We are in the era of foundation models, in which large language models and visual-language models have enabled many practical applications, and this trend will continue to evolve. One message from the community is that the scale of clean data and model size are more important than data representations and training objectives. However, this creates a fundamental issue in the 3D domain, because we will not have sufficient large-scale 3D data to learn 3D foundation models. This talk will cover our recent efforts to tackle this problem. I will talk about how to learn 3D foundation models from image/video foundation models by developing generalizable 3D representations that possess efficient neural rendering capabilities, learning 3D foundation models from real images, and distilling 3D knowledge from video foundation models. I will also talk about opportunities and challenges in learning foundation models grouned in physics and geometry.

Short Bio:

Qixing Huang is an associate professor with tenure at the computer science department of the University of Texas at Austin.
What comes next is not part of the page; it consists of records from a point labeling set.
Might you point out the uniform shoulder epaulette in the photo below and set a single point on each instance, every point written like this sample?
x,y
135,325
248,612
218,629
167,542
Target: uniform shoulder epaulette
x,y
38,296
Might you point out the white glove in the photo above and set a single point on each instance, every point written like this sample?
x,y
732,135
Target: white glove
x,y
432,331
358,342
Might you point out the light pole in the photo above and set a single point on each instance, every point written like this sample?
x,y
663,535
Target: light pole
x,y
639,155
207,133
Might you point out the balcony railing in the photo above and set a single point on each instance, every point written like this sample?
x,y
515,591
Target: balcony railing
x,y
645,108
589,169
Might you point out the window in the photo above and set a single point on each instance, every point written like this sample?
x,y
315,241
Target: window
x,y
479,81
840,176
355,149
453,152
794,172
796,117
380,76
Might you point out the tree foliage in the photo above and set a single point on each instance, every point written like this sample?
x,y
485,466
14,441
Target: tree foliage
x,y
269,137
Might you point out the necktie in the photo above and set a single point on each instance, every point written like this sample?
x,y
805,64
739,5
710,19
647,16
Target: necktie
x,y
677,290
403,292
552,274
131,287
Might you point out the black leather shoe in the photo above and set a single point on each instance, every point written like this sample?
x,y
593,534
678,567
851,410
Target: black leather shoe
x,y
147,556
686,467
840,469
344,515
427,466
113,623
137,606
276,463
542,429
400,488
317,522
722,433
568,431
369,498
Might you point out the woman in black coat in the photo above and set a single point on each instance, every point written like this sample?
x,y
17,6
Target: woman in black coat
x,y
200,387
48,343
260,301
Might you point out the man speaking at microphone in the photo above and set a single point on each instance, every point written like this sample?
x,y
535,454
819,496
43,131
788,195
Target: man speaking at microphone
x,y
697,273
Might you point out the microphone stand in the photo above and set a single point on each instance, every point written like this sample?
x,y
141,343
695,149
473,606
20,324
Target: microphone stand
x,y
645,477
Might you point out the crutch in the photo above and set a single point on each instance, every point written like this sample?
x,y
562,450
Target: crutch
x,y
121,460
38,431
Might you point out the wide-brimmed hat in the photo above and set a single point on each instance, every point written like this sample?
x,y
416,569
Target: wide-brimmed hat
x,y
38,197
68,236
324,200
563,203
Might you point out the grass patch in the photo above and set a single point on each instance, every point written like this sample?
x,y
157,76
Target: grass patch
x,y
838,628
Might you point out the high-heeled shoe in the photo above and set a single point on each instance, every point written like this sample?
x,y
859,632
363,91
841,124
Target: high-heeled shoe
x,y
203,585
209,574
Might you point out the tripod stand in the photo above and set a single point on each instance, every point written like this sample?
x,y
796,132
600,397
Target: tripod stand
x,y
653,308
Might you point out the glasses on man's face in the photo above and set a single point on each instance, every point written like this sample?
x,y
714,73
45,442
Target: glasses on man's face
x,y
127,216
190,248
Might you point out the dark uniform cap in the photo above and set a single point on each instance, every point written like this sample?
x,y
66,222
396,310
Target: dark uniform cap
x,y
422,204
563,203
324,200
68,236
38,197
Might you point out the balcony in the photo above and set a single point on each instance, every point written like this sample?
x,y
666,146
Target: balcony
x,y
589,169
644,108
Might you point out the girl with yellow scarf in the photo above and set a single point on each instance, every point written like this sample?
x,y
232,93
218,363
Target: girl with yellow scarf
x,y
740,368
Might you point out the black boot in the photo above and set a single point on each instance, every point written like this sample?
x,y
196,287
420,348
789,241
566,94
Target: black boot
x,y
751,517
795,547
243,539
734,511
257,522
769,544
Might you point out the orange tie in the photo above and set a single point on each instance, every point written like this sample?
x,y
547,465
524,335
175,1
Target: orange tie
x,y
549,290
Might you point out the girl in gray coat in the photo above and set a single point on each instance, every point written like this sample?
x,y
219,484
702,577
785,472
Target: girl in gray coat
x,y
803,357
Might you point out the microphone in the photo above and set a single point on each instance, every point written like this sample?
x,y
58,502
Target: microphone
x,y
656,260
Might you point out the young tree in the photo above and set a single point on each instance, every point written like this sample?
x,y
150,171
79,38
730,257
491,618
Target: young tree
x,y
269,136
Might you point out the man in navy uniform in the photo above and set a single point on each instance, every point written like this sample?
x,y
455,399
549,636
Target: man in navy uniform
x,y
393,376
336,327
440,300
His research sits at the intersection of graphics, geometry, optimization, vision, and machine learning. He has published more than 100 papers at leading venues across these areas. His research has received several awards, including multiple best paper awards, the best dataset award at Symposium on Geometry Processing 2018, IJCAI 2019 early career spotlight, and 2021 NSF Career award. He has also served as area chairs of CVPR, ECCV, ICCV and technical papers committees of SIGGRAPH and SIGGRAPH Asia, and co-chaired Symposium on Geometry Processing 2020.